Dr. Leonard Arthur Herzenberg is an immunologist and geneticist who took the lead in developing a flow cytometer called the Fluorescence-Activated Cell Sorter (FACS) that automatically sorts viable cells by their properties and collects them. He came up with the idea of an instrument that sorts viable cells by their properties while searching for ways to investigate the functions of T-cells and B-cells, two major types of lymphocytes. Organizing a handpicked team of scientists and engineers, he modified a particle separator that fractionated particles by size, which had been developed at Los Alamos National Laboratory. With a primitive model they developed, in 1969 they became the first to successfully sort fluorescent-labeled cells that were still functional after collection. They continued improving the instrument and they successfully built a commercial version in early 1970’s with cooperation from a medical products company, which was subsequently distributed world-widely. This technique made dramatic progress when it incorporated fluorescent-labeled monoclonal antibodies specific to cell surface antigens. This instrument accurately measures fluorescence intensity reflecting cell properties, forward-scattered light reflecting cell size, and side-scattered light reflecting cell’s internal structure of individual fluorescent-labeled cell. Based upon these data, each viable cell in a droplet is sorted aseptically and collected separately.
FACS is used for the entire range of life sciences, from basic to medical science including stem cell biology. In the field of clinical medicine, for example, FACS is used to investigate the pathological condition of HIV infected patients and to diagnose hematopoietic malignant tumors, typically leukemia. Thus, FACS has made colossal contributions within the fields of biotechnology and medical technology. The arrival of this groundbreaking flow cytometer made it possible to count cells with specific functions out of an estimated 60 trillion cells in our body, and isolate molecules from as a single sorted cell. FACS has been applied to not only genomic science research, such as separation of specific chromosomes followed by the construction of a DNA library from each chromosome. More recently, it is essential to proteomics analysis of specific cells, thereby underpinning the continuous progress of post-genomic research.

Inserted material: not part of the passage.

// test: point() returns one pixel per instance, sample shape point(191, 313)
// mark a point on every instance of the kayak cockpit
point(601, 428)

There are many disciplines in life sciences that could not have developed as they have up until today without FACS, and it is no exaggeration to say that FACS is one of the monumental innovations within the fields of biotechnology and medical technology. His contribution in this regard thus deserves the highest recognition.

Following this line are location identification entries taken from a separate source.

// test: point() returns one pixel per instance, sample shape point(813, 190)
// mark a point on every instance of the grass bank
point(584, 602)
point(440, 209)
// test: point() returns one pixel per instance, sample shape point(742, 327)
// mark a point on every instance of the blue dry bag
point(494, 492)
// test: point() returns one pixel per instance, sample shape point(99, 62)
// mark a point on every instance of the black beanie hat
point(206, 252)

For these reasons, the Inamori Foundation is pleased to present the 2006 Kyoto Prize in Advanced Technology to Leonard Arthur Herzenberg.
“If you understand everything,” says an old Japanese proverb, “you must be misinformed.” This is a lesson a good scientist must never forget. True, we have decoded DNA, mapped the human genome, and even made some diseases disappear from the face of the earth. In my own limited area of expertise, the FACS instruments we developed have opened the way to stem cell transplantation, to curing leukemia and to unraveling many other secrets of the single cell. Yet, even as we think we know so much, a young scientist in my laboratory has just discovered an entirely new kind of immune cell, different from all those we have known before.
When I was a young student blowing things up with my chemistry set or learning the mysteries of corn seeds and fruit flies at Brooklyn College, I might have indulged the fantasy that science would, in time, lead us to understand everything. But now I hope I know better. As our knowledge expands and as we develop new technologies that we cannot now imagine, our students and their students will always find more questions than they can answer. Our existential pursuit will never end. This is the joy and the strength of science, which we must once again defend against the irrational attacks of religious zealots who think they already know the ultimate Truth.